Wild put six fans inside the van but shut the sliding van door that would normally be cracked open when dogs are left inside. Wild only rolled down a passenger side window enough to fit through the extension cord that powered the fans, Richardson said.
Richardson stayed at Wild’s house and said that when she went to check on the dogs in the morning, it felt “like opening an oven” when she opened the van’s sliding door, even though the fans were still running.
Her show dog, a Dalmatian named Sky, was one of the dogs that died. She cried when she testified about holding his body.
Wild and Richardson, as well as Wild’s mother, tried to revive the dogs for about 40 minutes before taking them to a vet, Richardson said.
She testified that she was shaken when she heard Wild and her mother talking on the ride to the vet’s office “about how much they were going to lose,” Richardson said.
So, what kind of punishment do you actually get for roasting your client’s dogs to death? Jail time? Big fines? Locked in your own van overnight with a fan for company and no windows rolled down?
Not even close.
If you’re a handler in Missouri, you get probation, some community service – and you have to write an essay saying how sorry you are and how it’s probably not a great idea to leave dogs locked in a hot car.
Seriously.
From the Dispatch:
The dog handler who left eight show dogs inside a hot van, causing seven of them to die, was sentenced Thursday to two years’ probation.

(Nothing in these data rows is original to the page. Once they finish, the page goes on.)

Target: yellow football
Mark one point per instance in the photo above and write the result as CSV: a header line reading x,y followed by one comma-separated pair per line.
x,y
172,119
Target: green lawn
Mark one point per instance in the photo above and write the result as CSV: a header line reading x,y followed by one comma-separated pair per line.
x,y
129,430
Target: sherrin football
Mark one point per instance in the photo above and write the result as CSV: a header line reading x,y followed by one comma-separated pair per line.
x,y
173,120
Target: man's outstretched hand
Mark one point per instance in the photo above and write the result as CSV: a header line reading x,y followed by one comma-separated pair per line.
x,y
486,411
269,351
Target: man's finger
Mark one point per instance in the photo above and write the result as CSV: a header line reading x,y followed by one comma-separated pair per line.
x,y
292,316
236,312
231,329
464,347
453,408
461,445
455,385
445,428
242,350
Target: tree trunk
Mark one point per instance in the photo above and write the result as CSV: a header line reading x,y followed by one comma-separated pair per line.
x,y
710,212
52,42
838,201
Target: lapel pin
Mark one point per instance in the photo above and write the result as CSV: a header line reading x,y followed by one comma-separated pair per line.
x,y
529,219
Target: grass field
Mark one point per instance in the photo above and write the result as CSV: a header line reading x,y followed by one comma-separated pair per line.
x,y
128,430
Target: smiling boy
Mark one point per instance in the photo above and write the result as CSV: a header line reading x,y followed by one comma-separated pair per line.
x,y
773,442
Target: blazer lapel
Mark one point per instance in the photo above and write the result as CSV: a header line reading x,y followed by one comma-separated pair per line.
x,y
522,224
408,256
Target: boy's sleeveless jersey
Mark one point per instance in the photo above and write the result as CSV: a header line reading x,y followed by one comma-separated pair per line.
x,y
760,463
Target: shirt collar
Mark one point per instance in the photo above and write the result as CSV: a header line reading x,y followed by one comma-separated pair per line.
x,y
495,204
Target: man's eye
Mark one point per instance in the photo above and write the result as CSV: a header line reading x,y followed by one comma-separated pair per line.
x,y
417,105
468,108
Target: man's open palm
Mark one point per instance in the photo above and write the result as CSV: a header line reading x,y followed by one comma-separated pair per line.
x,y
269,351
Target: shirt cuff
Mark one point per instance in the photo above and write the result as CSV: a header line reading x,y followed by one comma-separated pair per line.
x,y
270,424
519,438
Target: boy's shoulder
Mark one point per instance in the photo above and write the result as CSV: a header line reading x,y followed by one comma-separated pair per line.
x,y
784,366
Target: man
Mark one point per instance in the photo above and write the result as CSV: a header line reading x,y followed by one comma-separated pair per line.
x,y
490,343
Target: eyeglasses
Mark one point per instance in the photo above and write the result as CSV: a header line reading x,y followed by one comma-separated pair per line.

Mary Wild also must serve 80 hours of community service at the Jefferson County animal control center, as well as write a 750-word essay on how heat affects dogs and what she should have done to care for them properly.
Well, shit – that will obviously teach her. This is actually a stiffer sentence than was being predicted – we’d heard she was going to have to write “I will not cook dogs to death” on the court room chalkboard 500 times.
In other news, convicted murderers will now be sent to bed with no supper and no TV time.